While there is no doubt the 33-year-old right-wing extremist is the killer -- he has confessed but refused to plead guilty -- the main unresolved question is his mental state and whether he will be sent to prison or a closed psychiatric ward.
On July 22nd, Breivik first set off a car bomb outside government buildings in Oslo, killing eight people and injuring more than 200 others.
He then travelled to the small island of Utøya northwest of the capital where the ruling Labour Party's youth organisation was hosting a summer camp.
Dressed as a police officer, he spent more than an hour methodically shooting and killing another 69 people, mainly terrified teenagers trapped in by the icy waters of the surrounding lake.
Never before has a shooting by a single individual claimed as many victims, according to Jack Levin and James Alan Fox, the authors of several books on serial killers and mass murderers.
"There have been larger massacres using other kinds of weapons, but none so large by gunfire," said Levin, a professor of criminology at Northeastern University in Boston.
"Terrorists are usually interested in maximizing body counts, so they use explosives," as in the Oklahoma City bombing which killed 168 people in April 1995, he wrote in an email to AFP.
Breivik, who has claimed to be on a crusade against the "Muslim invasion" of Europe and the multi-culturalism embraced by Norway's centre-left government and especially Prime Minister Jens Stoltenberg's Labour Party, has described his actions as "cruel but necessary".
In a rare reversal of habitual roles, the defence attorneys are, upon request from their client, arguing that he is of sound mind and therefore responsible for his actions, while the prosecution has said it wants him declared criminally insane, in line with an expert evaluation.

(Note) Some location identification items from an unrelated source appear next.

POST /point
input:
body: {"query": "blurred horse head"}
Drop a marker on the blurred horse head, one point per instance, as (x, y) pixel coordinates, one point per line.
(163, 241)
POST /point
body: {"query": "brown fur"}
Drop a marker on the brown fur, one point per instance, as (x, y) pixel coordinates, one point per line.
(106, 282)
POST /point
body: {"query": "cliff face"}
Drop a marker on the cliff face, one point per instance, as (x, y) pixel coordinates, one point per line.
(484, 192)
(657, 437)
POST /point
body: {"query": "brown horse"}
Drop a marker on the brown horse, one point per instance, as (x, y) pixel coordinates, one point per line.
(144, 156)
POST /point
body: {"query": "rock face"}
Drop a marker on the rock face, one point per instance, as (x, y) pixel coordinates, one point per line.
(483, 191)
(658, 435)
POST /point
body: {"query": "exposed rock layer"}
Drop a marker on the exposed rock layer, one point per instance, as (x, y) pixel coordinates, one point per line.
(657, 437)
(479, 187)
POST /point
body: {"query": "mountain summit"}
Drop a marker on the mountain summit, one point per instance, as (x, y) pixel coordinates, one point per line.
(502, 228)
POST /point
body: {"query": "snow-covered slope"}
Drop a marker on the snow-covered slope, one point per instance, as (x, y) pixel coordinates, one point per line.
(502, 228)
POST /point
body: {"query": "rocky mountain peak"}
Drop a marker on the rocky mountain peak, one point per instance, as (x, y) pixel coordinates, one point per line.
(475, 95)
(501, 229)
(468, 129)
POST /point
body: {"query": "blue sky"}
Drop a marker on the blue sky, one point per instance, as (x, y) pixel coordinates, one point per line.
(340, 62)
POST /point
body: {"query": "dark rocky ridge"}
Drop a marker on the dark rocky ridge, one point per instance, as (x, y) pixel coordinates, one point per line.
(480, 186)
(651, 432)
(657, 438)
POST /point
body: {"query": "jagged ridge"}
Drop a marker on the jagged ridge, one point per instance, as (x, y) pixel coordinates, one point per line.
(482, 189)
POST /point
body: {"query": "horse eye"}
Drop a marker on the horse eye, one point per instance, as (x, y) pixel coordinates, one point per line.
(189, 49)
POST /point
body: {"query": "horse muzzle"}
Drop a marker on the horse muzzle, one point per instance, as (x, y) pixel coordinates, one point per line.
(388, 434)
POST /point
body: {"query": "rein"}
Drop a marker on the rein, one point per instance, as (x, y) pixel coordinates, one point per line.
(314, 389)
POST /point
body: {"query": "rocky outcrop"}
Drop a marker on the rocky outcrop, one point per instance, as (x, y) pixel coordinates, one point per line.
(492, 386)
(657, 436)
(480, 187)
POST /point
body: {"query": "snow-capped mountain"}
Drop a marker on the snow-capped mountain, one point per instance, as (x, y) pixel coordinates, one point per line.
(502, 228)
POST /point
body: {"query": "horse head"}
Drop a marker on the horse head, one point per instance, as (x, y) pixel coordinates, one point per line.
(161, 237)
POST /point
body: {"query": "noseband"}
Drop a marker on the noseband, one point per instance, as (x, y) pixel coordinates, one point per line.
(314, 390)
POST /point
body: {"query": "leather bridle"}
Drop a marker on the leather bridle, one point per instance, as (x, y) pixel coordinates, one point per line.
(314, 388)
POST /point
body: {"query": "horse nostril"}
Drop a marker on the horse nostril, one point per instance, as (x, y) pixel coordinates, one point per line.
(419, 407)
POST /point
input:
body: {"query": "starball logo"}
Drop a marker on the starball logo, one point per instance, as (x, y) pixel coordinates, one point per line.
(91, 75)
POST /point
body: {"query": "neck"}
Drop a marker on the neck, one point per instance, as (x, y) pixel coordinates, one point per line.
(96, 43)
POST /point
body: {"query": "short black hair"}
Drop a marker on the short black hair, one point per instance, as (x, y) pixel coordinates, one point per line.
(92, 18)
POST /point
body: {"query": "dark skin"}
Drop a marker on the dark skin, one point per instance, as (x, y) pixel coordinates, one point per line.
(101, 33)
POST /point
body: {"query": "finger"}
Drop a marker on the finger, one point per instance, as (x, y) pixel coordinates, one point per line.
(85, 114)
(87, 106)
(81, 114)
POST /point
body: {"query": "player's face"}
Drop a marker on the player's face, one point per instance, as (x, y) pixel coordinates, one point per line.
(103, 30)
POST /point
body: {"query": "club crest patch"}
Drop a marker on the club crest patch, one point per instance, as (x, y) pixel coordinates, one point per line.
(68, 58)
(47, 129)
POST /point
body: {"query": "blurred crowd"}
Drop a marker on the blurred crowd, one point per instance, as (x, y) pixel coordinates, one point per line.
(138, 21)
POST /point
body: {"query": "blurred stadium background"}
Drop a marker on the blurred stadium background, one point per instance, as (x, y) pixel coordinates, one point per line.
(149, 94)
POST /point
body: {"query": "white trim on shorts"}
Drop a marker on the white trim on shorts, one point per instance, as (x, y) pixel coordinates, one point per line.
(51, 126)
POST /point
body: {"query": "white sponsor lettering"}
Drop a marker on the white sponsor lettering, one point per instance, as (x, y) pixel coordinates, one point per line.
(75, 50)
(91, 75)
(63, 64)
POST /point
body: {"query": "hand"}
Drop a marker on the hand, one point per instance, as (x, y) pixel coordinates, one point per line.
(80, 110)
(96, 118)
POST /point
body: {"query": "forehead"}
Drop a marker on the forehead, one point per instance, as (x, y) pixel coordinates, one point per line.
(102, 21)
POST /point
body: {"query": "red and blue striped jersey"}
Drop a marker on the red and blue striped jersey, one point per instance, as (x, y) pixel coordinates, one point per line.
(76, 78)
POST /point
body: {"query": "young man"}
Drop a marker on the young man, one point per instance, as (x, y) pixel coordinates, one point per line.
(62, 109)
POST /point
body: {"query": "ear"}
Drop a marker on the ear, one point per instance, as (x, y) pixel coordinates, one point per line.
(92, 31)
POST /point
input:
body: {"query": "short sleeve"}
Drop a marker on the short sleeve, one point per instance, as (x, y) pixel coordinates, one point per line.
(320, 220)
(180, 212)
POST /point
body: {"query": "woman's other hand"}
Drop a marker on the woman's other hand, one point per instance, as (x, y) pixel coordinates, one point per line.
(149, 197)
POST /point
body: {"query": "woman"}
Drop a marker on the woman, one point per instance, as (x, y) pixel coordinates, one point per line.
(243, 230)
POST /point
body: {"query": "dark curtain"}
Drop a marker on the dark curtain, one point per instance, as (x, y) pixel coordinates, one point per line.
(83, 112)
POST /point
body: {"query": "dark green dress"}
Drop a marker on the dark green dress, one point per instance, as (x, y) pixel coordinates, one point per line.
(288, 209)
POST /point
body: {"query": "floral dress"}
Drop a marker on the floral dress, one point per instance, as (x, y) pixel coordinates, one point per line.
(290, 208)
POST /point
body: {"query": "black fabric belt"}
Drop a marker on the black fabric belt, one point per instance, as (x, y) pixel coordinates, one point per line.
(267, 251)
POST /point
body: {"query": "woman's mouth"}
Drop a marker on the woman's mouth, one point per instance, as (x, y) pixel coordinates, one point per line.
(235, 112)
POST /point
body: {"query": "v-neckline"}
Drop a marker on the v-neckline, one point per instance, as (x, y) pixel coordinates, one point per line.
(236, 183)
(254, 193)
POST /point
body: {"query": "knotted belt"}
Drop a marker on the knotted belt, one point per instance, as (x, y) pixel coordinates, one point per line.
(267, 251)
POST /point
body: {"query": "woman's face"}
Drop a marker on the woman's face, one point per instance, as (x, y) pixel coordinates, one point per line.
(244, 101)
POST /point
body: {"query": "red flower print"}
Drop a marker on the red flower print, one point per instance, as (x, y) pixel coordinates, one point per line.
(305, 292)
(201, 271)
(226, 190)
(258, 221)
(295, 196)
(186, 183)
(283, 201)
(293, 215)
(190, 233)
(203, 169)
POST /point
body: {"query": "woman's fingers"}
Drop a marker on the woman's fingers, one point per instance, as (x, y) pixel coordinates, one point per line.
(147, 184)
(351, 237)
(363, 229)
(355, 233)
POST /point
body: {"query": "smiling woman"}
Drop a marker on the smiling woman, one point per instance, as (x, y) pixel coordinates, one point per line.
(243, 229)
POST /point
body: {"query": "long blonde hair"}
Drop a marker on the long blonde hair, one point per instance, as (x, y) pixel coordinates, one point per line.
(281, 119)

The right-wing extremist, who has said being sent to a psychiatric ward would be "worse than death", wants to be declared sane, according to his lawyers, so as not to damage the political message presented in his 1,500-page manifesto published online shortly before the attacks.
The defence also argues that Breivik should not be locked up forever.
"A life sentence does not exist in Norway. At one point, he will be back out in society, not in the near future, but in many years," his main lawyer, Geir Lippestad, said recently.
But even though Norway has a maximum limit of 21 years behind bars, Breivik could still face life in prison due to a special provision that allows for extensions of his term for as long as he is considered a danger to society.
If the prosecution gets its way and Breivik is found criminally insane, however, he will instead be sentenced to treatment in a locked psychiatric institution, possibly for life.
Late last year, two psychiatric experts carried out a court-mandated evaluation and concluded he was suffering from paranoid schizophrenia and could therefore not be sentenced to prison.
That conclusion caused outcry in Norway, and the Oslo court has ordered a second evaluation by two new experts set to present their findings on Tuesday.
In the end, however, the five Oslo court judges will determine whether Breivik should be considered sane when they present their verdict, probably around mid-July.
Whether he goes to prison or a psychiatric institution, prosecutors say he should never be set free.
"We would have a very hard time seeing him walking the street a free man in a few years," Svein Holden, one of two prosecutors in charge of the case, told AFP.
Ordinarily serene Norway was deeply shocked by the attacks, which unleashed emotional scenes of unity and sparked deep, nationwide self-reflection on the delicate balance between democratic openness and security.
Norway's response to the violence, Stoltenberg vowed after the attacks, would be "more democracy, more openness, more humanity, but without naivety".
Hundreds of journalists from some 210 news organisations from around the world have signed up to cover the 10-week trial, with proceedings in the Oslo district court set to be broadcast live to 17 local courthouses around the country to accommodate more than 770 survivors and families of victims figuring as plaintiffs.
"From the point of view of both the seriousness of the crime and the logistics, this is the most important trial we've ever had to organise," Oslo district court presiding judge Geir Engebretsen said.
Nearly nine months after the carnage, the victims' families meanwhile say they are only waiting for one thing: for justice to be served.
"We want a clean, serious and dignified trial to ensure that the guilty party is convicted and that light is shed on what happened on July 22nd," Trond Blattmann, who heads a support group for the families and who himself lost a son on Utøya, told AFP.